There was a time soon after my divorce that I withdrew from the world. I closed off my heart to everyone. Even though I made the decision to leave my marriage, after I left I felt as though I had been abandoned. With this sentiment at the forefront of my mind I held very little faith in people and in the comfort and understanding I thought they could offer. I mistrusted those who had stood by me all my life, in fact, they were the ones I distrusted most. I wasn’t about to allow my heart to be broken again, I wasn’t about to let someone get close to me just to have them leave.

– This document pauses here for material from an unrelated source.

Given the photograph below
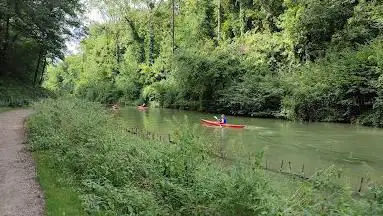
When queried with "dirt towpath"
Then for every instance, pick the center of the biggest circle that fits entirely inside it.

I began building sturdy walls around my heart that I thought were for protection. In the end these same walls became a prison. I wanted to let people in again but the walls I built were too high and too strong and I was too wounded and weak. I needed help breaking free from the prison I placed myself in. So I cried out to God again and I began learning what perfect love and perfect understanding looks like.

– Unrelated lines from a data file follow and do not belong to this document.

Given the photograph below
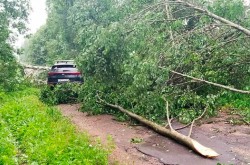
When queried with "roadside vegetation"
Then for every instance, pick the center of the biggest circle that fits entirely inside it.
(128, 50)
(34, 133)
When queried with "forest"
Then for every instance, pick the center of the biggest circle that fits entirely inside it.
(189, 57)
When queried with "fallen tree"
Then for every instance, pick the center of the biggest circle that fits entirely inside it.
(171, 133)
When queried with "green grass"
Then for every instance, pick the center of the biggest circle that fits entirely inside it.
(33, 133)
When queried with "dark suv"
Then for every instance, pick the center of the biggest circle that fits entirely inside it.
(64, 71)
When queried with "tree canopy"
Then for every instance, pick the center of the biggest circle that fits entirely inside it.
(127, 50)
(13, 17)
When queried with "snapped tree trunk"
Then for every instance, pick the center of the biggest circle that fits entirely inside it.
(186, 140)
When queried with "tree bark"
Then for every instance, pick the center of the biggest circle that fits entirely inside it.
(212, 83)
(187, 141)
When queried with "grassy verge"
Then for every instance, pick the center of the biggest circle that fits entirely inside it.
(41, 135)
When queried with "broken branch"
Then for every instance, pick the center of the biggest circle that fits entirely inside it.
(189, 142)
(212, 83)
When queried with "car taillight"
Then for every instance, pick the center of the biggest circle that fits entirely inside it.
(51, 73)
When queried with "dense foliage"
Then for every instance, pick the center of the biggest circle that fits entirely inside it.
(13, 16)
(33, 133)
(127, 49)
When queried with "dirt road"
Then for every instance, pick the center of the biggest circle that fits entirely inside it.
(232, 142)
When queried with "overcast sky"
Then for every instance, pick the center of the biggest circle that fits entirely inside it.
(37, 18)
(38, 15)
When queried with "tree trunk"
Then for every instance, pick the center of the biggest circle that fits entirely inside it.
(187, 141)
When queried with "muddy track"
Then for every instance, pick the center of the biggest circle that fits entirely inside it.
(232, 142)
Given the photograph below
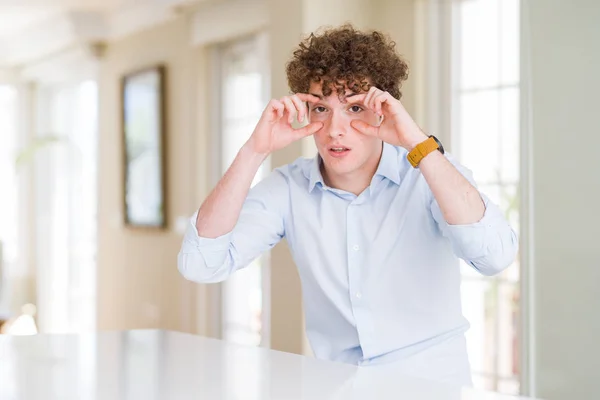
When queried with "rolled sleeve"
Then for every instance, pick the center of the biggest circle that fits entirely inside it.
(490, 245)
(259, 227)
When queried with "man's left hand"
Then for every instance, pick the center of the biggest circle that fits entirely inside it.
(397, 127)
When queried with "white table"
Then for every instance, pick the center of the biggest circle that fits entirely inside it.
(153, 365)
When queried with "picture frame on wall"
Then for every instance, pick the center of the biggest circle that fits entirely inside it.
(144, 142)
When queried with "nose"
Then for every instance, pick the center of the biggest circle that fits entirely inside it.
(338, 125)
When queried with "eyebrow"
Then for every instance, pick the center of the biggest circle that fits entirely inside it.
(322, 98)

Gently, tenderly, He began removing one building block at a time. Sooner than I’d ever have imagined possible my walls came tumbling down.
Now that I am able to once again open my heart to others my hope is to begin restoring and strengthening those bonds stretched thin by my emotional isolation. To my family, especially to one very special person, I want to say that I’m sorry. I love you forever.
The Lord is nigh unto them that are of a broken heart; and saveth such as be of a contrite spirit.
Dear World, I wish you closeness and comfort.